Streitig ist die Kürzung von Leistungen zum Lebensunterhalt nach dem Zweiten Buch Sozialgesetzbuch (SGB II) für die Zeit vom 1. August 2007 bis zum 30. September 2007 während einer stationären Rehabilitationsmaßnahme der Klägerin.

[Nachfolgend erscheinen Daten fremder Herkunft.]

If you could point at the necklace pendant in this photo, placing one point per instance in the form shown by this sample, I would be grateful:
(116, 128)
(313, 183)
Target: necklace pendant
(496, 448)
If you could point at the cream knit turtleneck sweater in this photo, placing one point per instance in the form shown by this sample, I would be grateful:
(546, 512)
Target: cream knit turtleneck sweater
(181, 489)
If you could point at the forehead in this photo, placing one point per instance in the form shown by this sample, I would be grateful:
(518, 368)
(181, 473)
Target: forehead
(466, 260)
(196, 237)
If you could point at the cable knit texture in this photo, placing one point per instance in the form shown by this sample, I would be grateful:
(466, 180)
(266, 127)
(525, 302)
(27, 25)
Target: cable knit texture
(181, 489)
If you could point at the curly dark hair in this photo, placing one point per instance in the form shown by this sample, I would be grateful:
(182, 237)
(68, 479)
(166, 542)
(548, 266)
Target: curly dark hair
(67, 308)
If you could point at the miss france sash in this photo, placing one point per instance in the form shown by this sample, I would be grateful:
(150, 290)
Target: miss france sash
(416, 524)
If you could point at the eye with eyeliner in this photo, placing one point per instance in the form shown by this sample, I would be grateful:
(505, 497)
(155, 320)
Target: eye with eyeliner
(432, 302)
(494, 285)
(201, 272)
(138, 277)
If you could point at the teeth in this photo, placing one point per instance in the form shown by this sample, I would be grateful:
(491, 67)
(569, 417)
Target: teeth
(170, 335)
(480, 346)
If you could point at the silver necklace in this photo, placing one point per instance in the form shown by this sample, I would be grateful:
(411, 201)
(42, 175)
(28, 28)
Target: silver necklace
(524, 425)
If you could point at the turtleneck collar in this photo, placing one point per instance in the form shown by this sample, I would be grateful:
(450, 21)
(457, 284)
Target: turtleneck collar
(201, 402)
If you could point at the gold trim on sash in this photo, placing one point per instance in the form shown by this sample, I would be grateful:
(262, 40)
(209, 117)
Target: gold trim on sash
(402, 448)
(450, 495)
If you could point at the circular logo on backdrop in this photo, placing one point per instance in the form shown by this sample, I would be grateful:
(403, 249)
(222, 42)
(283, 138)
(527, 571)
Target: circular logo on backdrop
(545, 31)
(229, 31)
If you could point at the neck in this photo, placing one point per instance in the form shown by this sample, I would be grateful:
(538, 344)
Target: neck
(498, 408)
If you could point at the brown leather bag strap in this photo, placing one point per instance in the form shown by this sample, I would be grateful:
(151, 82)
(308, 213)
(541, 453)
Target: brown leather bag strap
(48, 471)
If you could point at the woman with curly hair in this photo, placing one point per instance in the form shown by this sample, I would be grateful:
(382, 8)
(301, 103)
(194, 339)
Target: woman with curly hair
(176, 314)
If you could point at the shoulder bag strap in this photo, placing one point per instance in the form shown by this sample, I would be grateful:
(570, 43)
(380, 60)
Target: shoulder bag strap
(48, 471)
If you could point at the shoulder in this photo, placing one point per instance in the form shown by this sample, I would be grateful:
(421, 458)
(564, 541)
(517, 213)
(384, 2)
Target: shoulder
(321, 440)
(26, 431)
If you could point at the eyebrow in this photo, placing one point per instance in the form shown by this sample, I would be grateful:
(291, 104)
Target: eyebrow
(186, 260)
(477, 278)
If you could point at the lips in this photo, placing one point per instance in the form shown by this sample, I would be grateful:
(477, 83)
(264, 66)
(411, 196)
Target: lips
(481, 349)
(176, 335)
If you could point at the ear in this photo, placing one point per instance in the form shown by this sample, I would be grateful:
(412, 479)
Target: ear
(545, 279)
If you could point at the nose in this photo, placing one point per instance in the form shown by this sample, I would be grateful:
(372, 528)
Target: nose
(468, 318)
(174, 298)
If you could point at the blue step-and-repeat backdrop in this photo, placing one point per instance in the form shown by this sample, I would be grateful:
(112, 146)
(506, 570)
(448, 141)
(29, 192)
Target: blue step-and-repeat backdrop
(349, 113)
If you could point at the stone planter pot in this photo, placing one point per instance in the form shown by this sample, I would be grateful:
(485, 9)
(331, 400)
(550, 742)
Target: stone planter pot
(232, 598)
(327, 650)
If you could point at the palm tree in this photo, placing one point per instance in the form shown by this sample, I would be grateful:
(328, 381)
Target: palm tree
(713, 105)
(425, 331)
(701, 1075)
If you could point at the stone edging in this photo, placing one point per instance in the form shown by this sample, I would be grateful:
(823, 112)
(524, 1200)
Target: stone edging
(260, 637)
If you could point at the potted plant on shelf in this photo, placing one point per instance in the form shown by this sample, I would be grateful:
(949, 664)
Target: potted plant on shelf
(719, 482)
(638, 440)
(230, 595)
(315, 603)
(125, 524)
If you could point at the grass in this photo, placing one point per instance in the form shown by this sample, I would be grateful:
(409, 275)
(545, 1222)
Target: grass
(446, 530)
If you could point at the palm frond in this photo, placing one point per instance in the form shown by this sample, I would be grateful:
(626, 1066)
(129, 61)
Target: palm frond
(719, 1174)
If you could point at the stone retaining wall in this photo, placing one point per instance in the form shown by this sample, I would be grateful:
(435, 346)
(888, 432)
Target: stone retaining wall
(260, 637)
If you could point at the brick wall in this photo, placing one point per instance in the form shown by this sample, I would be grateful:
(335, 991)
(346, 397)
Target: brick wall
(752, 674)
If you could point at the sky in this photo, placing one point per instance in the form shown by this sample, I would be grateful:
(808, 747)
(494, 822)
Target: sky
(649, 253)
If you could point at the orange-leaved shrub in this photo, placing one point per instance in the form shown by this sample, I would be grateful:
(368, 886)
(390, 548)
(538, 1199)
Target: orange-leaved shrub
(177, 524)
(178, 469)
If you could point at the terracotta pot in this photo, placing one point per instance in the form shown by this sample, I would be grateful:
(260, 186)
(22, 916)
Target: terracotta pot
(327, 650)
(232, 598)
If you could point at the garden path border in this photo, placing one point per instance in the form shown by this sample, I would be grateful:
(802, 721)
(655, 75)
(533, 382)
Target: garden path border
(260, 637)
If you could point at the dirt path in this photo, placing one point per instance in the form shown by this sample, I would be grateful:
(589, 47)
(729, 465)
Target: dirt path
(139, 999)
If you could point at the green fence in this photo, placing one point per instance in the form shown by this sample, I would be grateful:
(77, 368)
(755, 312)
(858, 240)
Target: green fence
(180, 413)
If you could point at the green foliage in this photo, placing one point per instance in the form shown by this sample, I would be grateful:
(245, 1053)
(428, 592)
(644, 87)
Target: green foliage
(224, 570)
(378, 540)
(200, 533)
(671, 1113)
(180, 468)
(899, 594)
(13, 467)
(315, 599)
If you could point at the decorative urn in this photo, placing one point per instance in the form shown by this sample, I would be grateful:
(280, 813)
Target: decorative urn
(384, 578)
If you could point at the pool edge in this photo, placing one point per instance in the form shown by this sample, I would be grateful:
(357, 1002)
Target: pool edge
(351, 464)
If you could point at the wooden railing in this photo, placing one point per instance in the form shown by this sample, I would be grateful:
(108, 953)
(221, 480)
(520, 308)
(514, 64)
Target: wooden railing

Die Klägerin bezieht seit 2005 Leistungen zum Lebensunterhalt nach dem SGB II. Mit Bescheid vom 21. März 2007 bewilligte der Beklagte der allein lebenden Klägerin für die Zeit vom 1. Mai 2007 bis zum 31. Oktober 2007 monatliche Leistungen in Höhe von 591,00 Euro, davon Regelleistungen von 345,00 Euro und anerkannte monatliche Kosten für Unterkunft und Heizung in Höhe von 246,00 Euro. In der Zeit vom 25. Juli 2007 bis zum 5. September 2007 befand sich die Klägerin in einer von der Deutschen Rentenversicherung Bund (DRV) bewilligten medizinischen stationären Rehabilitationsmaßnahme in Bad W. Die DRV bat den Beklagten, das Arbeitslosengeld II während der Rehabilitation weiterzuzahlen, sofern hierfür die Anspruchsvoraussetzungen erfüllt seien. Ein Anspruch auf Übergangsgeld werde noch geprüft.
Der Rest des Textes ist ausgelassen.